Similar to the cost savings benefits for recommender systems, Intel® AMX can be a more cost-effective solution for NLP. For example, when used to deploy the BERT-Large AI Natural Language model, Intel® AMX on 4th Gen Intel® Xeon® processors provided up to 79 percent savings when compared to AMD Genoa 9354.8 - Generative AI: Leverage Intel® AMX to accelerate the performance of deep learning training and inference workloads for generative AI use cases such as content generation, including images, videos, and audio, language translation, data augmentation, and summarization. For example, a performance evaluation of Intel® Xeon® Platinum 8480+ processors with Intel® AMX for BF16 data types compared to Intel® Xeon® Platinum 8380 processors for FP32 data types reduced Stable Diffusion text to image generation time to less than five seconds and fine-tuning of Stable Diffusion models to less than five minutes.9
- Computer vision: Reduce the time from video and image capture to insight and action to deliver exceptional customer experiences and help your business improve efficiency and reduce operational costs. For example, in retail stores, Intel® AMX can help minimize transaction time for customers using computer vision‒enabled frictionless checkout and support near-real-time monitoring of shelves to track inventory data and instantly notify staff when an item is out of stock. In manufacturing, accelerated analysis of video from computer vision cameras on robotic arms can help enable time and cost savings with automated defect detection capabilities.
To find additional examples of how Intel® customers are using Intel® AMX to drive better business outcomes, visit our customer spotlight library.
Get Started with Intel® AMX
We offer a wide variety of development resources to help you take advantage of the integrated Intel® AMX accelerator in your Intel® Xeon® Scalable processors.
To get started, review step-by-step instructions for boosting performance with Intel® AMX in the following guides:
- Intel® AI Optimizations Quick Start Guide: Provides directions for improving AI workload performance with Intel® Optimized AI Libraries and Frameworks. This guide includes step-by-step instructions for TensorFlow, XGBoost, PyTorch, and more.
- Tuning guide for improving deep learning AI performance: offers recommendations for tuning processors for Intel® optimized AI toolkits to achieve the best performance possible.
For more in-depth technical information, tutorials, code examples, and testing modules, access:
- Intel® AMX AI frameworks
- Intel® AMX AI reference kits
- Intel® AMX developer reference guide
- Intel® AMX code sample
You can access all of our tuning guides for Intel® Xeon® Scalable processors in our developer software tools catalog.
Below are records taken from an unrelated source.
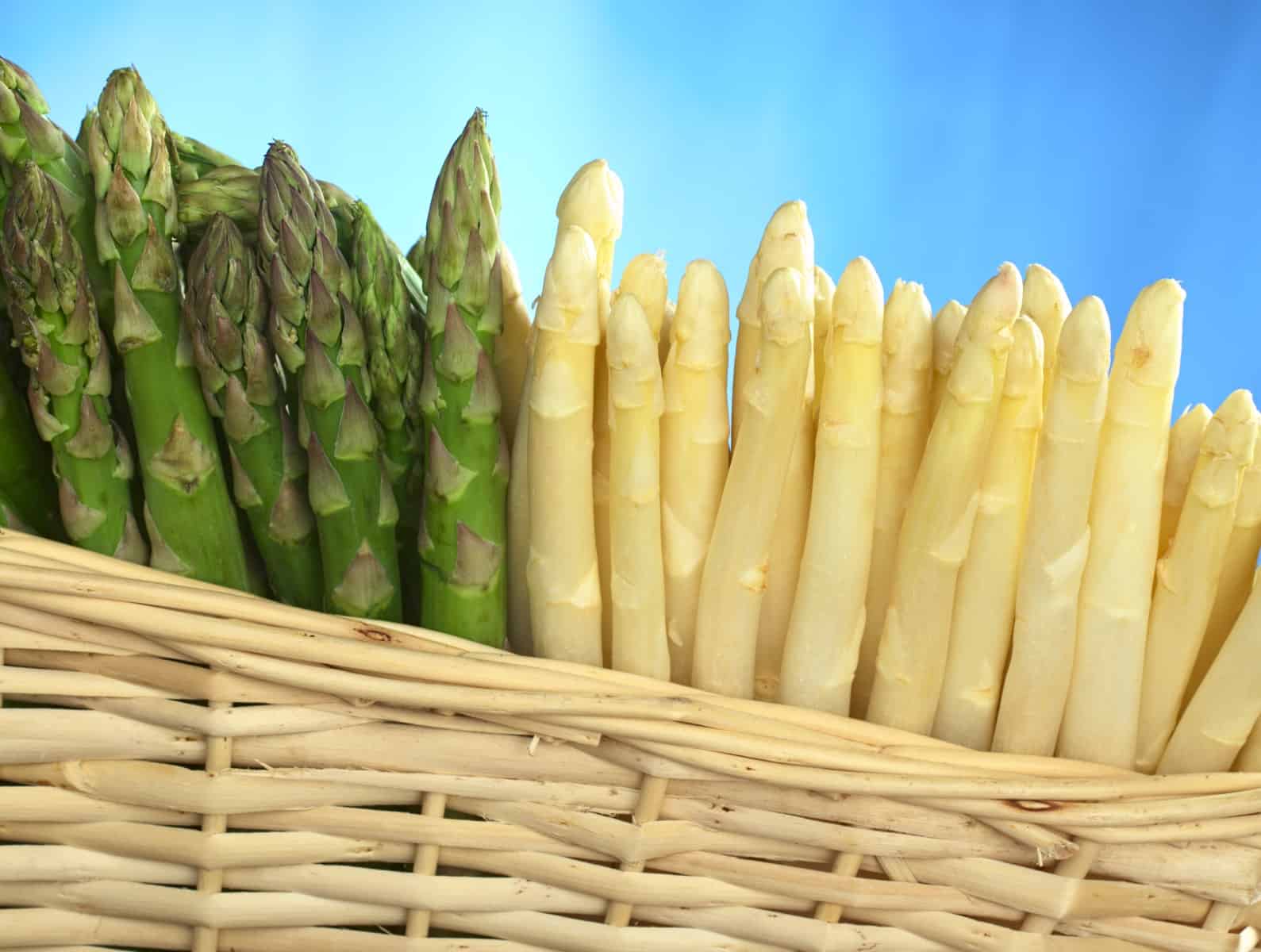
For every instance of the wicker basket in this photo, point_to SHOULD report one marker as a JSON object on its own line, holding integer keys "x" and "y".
{"x": 190, "y": 768}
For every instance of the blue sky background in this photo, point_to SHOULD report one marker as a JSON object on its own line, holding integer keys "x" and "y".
{"x": 1113, "y": 143}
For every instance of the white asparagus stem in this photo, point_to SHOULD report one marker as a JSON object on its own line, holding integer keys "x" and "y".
{"x": 786, "y": 242}
{"x": 1032, "y": 703}
{"x": 594, "y": 201}
{"x": 1224, "y": 712}
{"x": 946, "y": 325}
{"x": 644, "y": 279}
{"x": 1047, "y": 303}
{"x": 1237, "y": 569}
{"x": 520, "y": 635}
{"x": 907, "y": 380}
{"x": 825, "y": 289}
{"x": 985, "y": 599}
{"x": 736, "y": 568}
{"x": 826, "y": 624}
{"x": 635, "y": 493}
{"x": 561, "y": 574}
{"x": 939, "y": 524}
{"x": 512, "y": 348}
{"x": 1188, "y": 573}
{"x": 787, "y": 543}
{"x": 694, "y": 449}
{"x": 1101, "y": 716}
{"x": 1184, "y": 439}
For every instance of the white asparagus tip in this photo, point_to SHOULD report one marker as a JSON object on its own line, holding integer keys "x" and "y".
{"x": 594, "y": 196}
{"x": 852, "y": 316}
{"x": 1085, "y": 344}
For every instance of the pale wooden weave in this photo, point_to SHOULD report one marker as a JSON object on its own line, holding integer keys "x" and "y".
{"x": 190, "y": 768}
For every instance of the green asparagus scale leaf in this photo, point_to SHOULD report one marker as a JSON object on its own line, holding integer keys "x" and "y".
{"x": 319, "y": 337}
{"x": 190, "y": 517}
{"x": 226, "y": 312}
{"x": 70, "y": 370}
{"x": 394, "y": 370}
{"x": 25, "y": 464}
{"x": 463, "y": 532}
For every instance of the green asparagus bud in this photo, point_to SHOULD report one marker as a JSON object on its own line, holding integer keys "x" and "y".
{"x": 226, "y": 312}
{"x": 70, "y": 370}
{"x": 190, "y": 517}
{"x": 463, "y": 534}
{"x": 321, "y": 340}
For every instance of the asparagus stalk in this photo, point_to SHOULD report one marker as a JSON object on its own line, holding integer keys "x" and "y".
{"x": 1184, "y": 442}
{"x": 1101, "y": 718}
{"x": 512, "y": 351}
{"x": 226, "y": 313}
{"x": 907, "y": 378}
{"x": 940, "y": 513}
{"x": 561, "y": 574}
{"x": 644, "y": 279}
{"x": 394, "y": 368}
{"x": 736, "y": 568}
{"x": 1188, "y": 574}
{"x": 319, "y": 338}
{"x": 70, "y": 370}
{"x": 1218, "y": 727}
{"x": 25, "y": 463}
{"x": 1047, "y": 304}
{"x": 190, "y": 522}
{"x": 694, "y": 449}
{"x": 985, "y": 598}
{"x": 786, "y": 242}
{"x": 825, "y": 631}
{"x": 1057, "y": 539}
{"x": 946, "y": 325}
{"x": 464, "y": 524}
{"x": 1237, "y": 569}
{"x": 635, "y": 492}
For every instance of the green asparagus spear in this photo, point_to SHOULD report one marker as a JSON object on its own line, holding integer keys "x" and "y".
{"x": 394, "y": 371}
{"x": 321, "y": 340}
{"x": 226, "y": 313}
{"x": 190, "y": 517}
{"x": 25, "y": 464}
{"x": 462, "y": 540}
{"x": 70, "y": 368}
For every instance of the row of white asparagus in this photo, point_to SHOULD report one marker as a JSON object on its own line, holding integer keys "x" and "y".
{"x": 966, "y": 526}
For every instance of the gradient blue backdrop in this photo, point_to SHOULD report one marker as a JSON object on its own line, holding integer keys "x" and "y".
{"x": 1113, "y": 143}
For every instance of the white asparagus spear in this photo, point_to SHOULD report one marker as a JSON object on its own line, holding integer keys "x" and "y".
{"x": 694, "y": 449}
{"x": 736, "y": 566}
{"x": 635, "y": 493}
{"x": 1215, "y": 731}
{"x": 561, "y": 574}
{"x": 520, "y": 635}
{"x": 1101, "y": 718}
{"x": 985, "y": 598}
{"x": 1057, "y": 539}
{"x": 1236, "y": 580}
{"x": 594, "y": 201}
{"x": 1184, "y": 439}
{"x": 946, "y": 327}
{"x": 825, "y": 289}
{"x": 1047, "y": 303}
{"x": 1188, "y": 573}
{"x": 666, "y": 337}
{"x": 939, "y": 524}
{"x": 512, "y": 348}
{"x": 907, "y": 380}
{"x": 787, "y": 241}
{"x": 828, "y": 614}
{"x": 644, "y": 278}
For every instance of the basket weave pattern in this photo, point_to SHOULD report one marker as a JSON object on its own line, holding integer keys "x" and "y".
{"x": 190, "y": 768}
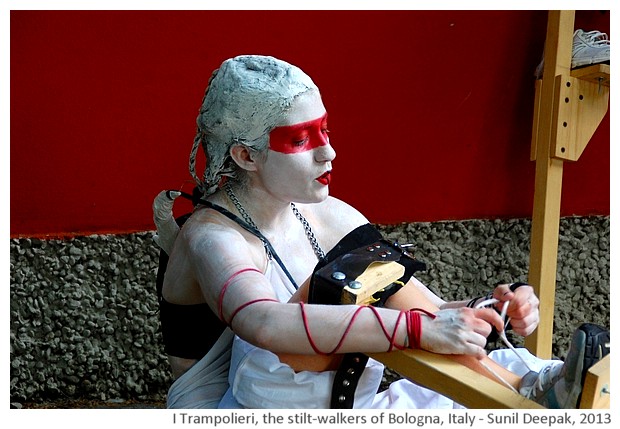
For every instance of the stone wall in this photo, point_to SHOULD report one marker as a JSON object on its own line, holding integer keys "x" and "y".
{"x": 84, "y": 321}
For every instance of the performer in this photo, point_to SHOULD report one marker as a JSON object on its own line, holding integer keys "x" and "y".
{"x": 264, "y": 220}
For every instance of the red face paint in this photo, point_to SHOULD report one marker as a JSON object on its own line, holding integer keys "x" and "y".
{"x": 299, "y": 137}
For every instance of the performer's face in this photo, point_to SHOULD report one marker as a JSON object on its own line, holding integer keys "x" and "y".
{"x": 298, "y": 162}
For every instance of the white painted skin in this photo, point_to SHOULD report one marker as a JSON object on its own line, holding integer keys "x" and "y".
{"x": 246, "y": 98}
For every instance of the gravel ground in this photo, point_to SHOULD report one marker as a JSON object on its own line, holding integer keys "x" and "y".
{"x": 84, "y": 317}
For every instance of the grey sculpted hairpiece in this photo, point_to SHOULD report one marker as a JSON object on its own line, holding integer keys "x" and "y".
{"x": 245, "y": 99}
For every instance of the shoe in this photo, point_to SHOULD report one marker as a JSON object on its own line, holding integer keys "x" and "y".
{"x": 559, "y": 385}
{"x": 590, "y": 47}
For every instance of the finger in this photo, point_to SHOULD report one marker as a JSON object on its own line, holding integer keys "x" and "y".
{"x": 475, "y": 347}
{"x": 491, "y": 317}
{"x": 503, "y": 293}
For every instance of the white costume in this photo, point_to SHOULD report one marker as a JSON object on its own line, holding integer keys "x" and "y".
{"x": 257, "y": 379}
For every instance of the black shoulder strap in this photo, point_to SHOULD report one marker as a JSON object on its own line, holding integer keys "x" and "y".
{"x": 248, "y": 228}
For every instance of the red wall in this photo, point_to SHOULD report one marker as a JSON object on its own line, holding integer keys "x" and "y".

To help you streamline your AI development efforts, we offer our Intel® oneAPI Toolkits, components, and optimizations, including:
- Intel® oneAPI AI Analytics Toolkit
- Intel® oneAPI Math Kernel Library
- Intel® Extension for TensorFlow
- PyTorch Optimizations from Intel
Experiment with Intel® AMX Today
In addition to consulting our reference materials, you can experiment with Intel® hardware, Intel® AMX, and other integrated acceleration features using Intel® Developer Cloud.
This free online platform for learning, prototyping, testing, and running workloads also includes support for a number of Intel® software development toolkits, tools, and libraries.
Expand and Enhance AI Capabilities on Your CPU with Intel® AMX
As your organization looks for solutions to meet growing compute demands to support deep learning training and inferencing workloads, Intel® AMX can help boost performance using the Intel® hardware you may already own, without the cost and complexity that comes with additional specialized hardware and in comparably less development time, using Intel® optimizations in popular open source frameworks and access to free Intel® development tools and resources.